I agree with Carla Emery when she said, "People have to choose what they are going to struggle for. Life is always a struggle, whether or not you’re struggling for anything worthwhile, so it might as well be for something worthwhile."

Sharon says in an article from May of last year found here that, "Americans tend to believe that hunger could never come their way. They forget that just two generations ago, during the depression, as many as 25% of urban school children were malnourished, and people stood in bread lines. They forget that the experience of privelege we've known in these wealthy nations is very odd - a historical anomaly. That pretty much all human beings starting with our grandparents and going back knew periods of food insecurity - and that the majority of people in the world know hunger at some point in their lives. Should we bet the farm on the notion that this magical immunity to the plague of hunger will go on forever?"

Although Sharon suggests keeping a weekly update, I've decided to blog about it in a monthly format from time to time, since I already keep a handwritten journal on my growing, preserving an harvesting efforts.

Planting, Harvesting & Preserving Heirloom gardens planted with a variety of tomatoes, peppers, peas, beets, green beans, zucchini, spinach, midget melons, a variety of winter squash and pickles, basil, onions. Planted dill patch and lettuce patch. Potted 11 citronella plants for the patio, 3 small cherry trees on old barn bank. Planted zinnias, lily bulbs, transplanted a sedum as well as several volunteer sunflowers.

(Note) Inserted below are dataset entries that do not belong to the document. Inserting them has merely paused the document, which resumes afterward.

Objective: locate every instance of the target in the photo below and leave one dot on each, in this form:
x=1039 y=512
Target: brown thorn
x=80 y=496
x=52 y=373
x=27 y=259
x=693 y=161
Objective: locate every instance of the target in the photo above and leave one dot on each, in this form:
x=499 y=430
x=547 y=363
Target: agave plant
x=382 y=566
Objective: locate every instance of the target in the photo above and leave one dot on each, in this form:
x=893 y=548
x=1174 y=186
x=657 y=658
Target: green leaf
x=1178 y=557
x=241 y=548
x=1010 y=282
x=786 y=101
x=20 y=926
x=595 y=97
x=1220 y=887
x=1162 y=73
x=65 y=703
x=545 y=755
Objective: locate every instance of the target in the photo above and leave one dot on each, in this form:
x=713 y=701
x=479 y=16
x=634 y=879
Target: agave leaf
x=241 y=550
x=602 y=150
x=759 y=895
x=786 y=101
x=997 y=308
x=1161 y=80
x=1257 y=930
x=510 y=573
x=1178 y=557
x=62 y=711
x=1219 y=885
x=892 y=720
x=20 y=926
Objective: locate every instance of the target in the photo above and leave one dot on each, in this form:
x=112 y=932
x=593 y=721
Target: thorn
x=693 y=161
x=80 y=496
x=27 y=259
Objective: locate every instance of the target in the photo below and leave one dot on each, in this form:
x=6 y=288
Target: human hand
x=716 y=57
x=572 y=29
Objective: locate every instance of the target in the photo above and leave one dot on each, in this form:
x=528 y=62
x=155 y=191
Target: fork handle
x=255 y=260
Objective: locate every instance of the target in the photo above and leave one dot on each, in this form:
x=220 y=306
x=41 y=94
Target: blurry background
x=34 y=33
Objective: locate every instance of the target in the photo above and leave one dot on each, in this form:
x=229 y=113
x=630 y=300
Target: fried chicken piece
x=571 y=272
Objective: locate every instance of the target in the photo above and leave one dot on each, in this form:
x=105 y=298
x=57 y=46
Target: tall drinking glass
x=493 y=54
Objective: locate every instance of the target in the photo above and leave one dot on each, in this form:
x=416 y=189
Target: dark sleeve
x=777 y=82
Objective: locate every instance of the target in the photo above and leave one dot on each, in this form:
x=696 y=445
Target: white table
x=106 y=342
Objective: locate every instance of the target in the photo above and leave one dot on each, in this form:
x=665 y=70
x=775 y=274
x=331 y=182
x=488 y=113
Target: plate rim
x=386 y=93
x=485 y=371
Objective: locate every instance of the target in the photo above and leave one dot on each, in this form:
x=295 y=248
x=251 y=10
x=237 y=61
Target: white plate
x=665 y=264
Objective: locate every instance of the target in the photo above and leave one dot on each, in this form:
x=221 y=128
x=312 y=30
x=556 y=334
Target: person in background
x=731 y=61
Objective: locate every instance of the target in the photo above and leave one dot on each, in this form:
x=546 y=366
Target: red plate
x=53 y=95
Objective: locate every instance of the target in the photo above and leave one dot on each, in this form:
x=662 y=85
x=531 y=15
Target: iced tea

Harvested & dried herbs, strawberries

Preparedness & Planning Purchased additional green beans for late summer crop. Bought pinto beans in bulk, divided and packaged for storage. Added storage containers to and organized reserve food storage area. Purchased additional toilet paper for reserve as well. Bought used sheets at Goodwill to use as garden covers during frost warnings. Made 2 gallon of liquid soap for laundry and dishes, made cloth napkins from materials on hand and purchased some used at thrift store to eliminate the need for paper towels. Discussed the details and likely purchase of a Rhoades Car with husband to lessen our dependence of petroleum.

Managing household & reserves Inventoried freezer, used up items nearing the end of freezer life, made croutons from old bread, used last of the winter squash from 2007 garden, donated unnecessary household goods and clothing to freecycle.

Keeping it Local Purchased butter, eggs, milk from local Amish, put in order for 20 quarts of strawberries for jam making from another Amish acquaintance. Purchased flour, sugar and additional staples from neighborhood bulk food markets.


  1. HH - You are so far ahead of me on food, and knowledge about canning, and planning and the whole thing ... it's not even funny. I just wanted to drop you a comment to say that I appreciate the food self-reliance posts. It keeps it in my head. Keeps me thinking. Next year this time, I want to be growing.

  2. An excellent post!! Ironic, isn't it, that the article is from last year, and now we have rationing here in the U.S. ? Every time I see a news update, I feel the need to run out and plant something extra in my garden. I usually succumb to the urge, and it looks like this year's garden will be huge.

    Did you make it to Kingwood Center's herb sale this year?

  3. CM - Well, I'm guessing I may have a few years on you in age and experience. Plus, this is just what I do on a daily basis. I have few other priorities and obligations. That's what makes it possible. I'm glad you find my posts beneficial. The fact that you do and that you say so means a lot. :)

  4. CW - Thanks. Yes, it is ironic...there's a lot of that going round. :) I know what you mean, my garden is about 40% larger this year than last.

    No, I didn't get to Kingwood's sale this year. Darn, I let it slip my mind. Did you? So, I take it we're not terribly far away from each other?

  5. I did make it to the sale this year. There were lots of herbs, but I was disappointed when I went into the regular plant sale area (greenhouse) and found many of the same herbs at a better price.

    I'm probably not too far away from you. I'm just south of Mansfield.